I am thinking of some #s less than 100. When I divide them by 2 there is a remainder of 1. When I divide them by 3 there is a remainder of 1. When I divide it by 4 there is a remainder of 1. However, when I divide by 5 there is no remainder. what are the #'s?
- my answer so far is every number ending in a zero or five from 1-100 but I don't think its that simple.
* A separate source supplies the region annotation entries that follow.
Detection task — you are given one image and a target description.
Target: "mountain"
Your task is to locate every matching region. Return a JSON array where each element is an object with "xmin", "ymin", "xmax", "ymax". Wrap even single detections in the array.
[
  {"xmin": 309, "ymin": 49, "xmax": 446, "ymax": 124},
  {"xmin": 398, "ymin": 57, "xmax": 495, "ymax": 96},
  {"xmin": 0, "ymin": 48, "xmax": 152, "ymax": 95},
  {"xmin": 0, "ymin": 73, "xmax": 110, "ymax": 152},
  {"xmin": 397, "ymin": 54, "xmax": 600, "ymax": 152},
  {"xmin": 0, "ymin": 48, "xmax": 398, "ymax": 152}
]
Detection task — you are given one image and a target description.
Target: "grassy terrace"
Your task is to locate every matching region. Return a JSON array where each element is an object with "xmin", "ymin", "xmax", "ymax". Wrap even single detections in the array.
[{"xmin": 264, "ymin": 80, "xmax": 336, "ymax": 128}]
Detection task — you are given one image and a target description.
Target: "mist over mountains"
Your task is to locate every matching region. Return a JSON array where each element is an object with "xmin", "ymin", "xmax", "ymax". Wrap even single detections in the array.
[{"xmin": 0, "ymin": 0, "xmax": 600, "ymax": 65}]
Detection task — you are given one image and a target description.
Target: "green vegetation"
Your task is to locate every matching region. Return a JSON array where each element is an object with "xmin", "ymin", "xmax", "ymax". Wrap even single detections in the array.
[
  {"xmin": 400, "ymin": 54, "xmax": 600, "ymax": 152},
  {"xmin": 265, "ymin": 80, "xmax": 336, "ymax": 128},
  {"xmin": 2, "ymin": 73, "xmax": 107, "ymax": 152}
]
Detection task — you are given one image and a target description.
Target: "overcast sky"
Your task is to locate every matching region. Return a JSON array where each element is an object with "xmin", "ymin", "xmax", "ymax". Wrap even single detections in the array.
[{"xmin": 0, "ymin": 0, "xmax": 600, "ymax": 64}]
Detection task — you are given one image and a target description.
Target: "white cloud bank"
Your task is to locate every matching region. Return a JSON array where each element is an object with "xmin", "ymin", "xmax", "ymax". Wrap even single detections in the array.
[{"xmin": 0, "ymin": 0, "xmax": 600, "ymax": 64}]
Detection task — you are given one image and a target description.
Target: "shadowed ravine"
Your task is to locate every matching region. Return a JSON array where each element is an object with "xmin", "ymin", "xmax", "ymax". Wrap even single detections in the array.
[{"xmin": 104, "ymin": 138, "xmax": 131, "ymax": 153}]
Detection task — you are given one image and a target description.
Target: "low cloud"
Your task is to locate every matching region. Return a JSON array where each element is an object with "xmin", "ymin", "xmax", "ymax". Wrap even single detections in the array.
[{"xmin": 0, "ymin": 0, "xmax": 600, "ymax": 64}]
If someone could help me figure this out it would be greatly appreciated!
The statement, "when I divide them by 2, there is a remainder of 1" means that the numbers must be odd, therefore they can't end in a 0. I'm only seeing 2 answers, 25 and 85
like Joe said, the first condition limits you to odd numbers
the second condition limits you to the numbers
7 13 19 25 31 37 43 49 55 61 67 73 79 85 91 97 (every odd multiple of 3 + 1)
the third condition limit you to the numbers
5 9 13 1721 25 29 33 37 41 45 49 53 57 61 65 69 73 77 81 85 89 93 97 ( every multiple of 4 + 1)
the fourth conditon gives you
5 15 25 35 45 55 65 75 85 95
As Joe pointed out , the only numbers fitting all 4 conditions are
25 and 85
To find the numbers that satisfy the given conditions, we need to find numbers that leave a remainder of 1 when divided by 2, 3, and 4, but leave no remainder when divided by 5.
Let's break this down step by step:
1. Start by listing the multiples of 2, 3, and 4 individually, until the pattern repeats or reaches a number close to 100:
Multiples of 2: 2, 4, 6, 8, 10, 12, 14, ...
Multiples of 3: 3, 6, 9, 12, 15, ...
Multiples of 4: 4, 8, 12, 16, ...
2. Notice that every multiple of 12 satisfies the conditions because it leaves a remainder of 1 when divided by 2, 3, and 4.
3. Concerning the condition of leaving no remainder when divided by 5, we know that the last digit of the number must be either 0 or 5. However, not all multiples of 12 satisfy this condition.
4. To find the multiples of 12 that also leave no remainder when divided by 5, we can check each number individually by dividing it by 5 and checking if the remainder is 0:
12 ÷ 5 = 2 remainder 2 (not divisible by 5)
24 ÷ 5 = 4 remainder 4 (not divisible by 5)
36 ÷ 5 = 7 remainder 1 (not divisible by 5)
48 ÷ 5 = 9 remainder 3 (not divisible by 5)
60 ÷ 5 = 12 remainder 0 (divisible by 5)
Therefore, the numbers that satisfy all the given conditions are the multiples of 12 which end with a 0 or 5, namely:
12, 24, 36, 48, 60, 72, 84, 96.
So, the numbers less than 100 that satisfy the given conditions are 12, 24, 36, 48, 60, 72, 84, and 96.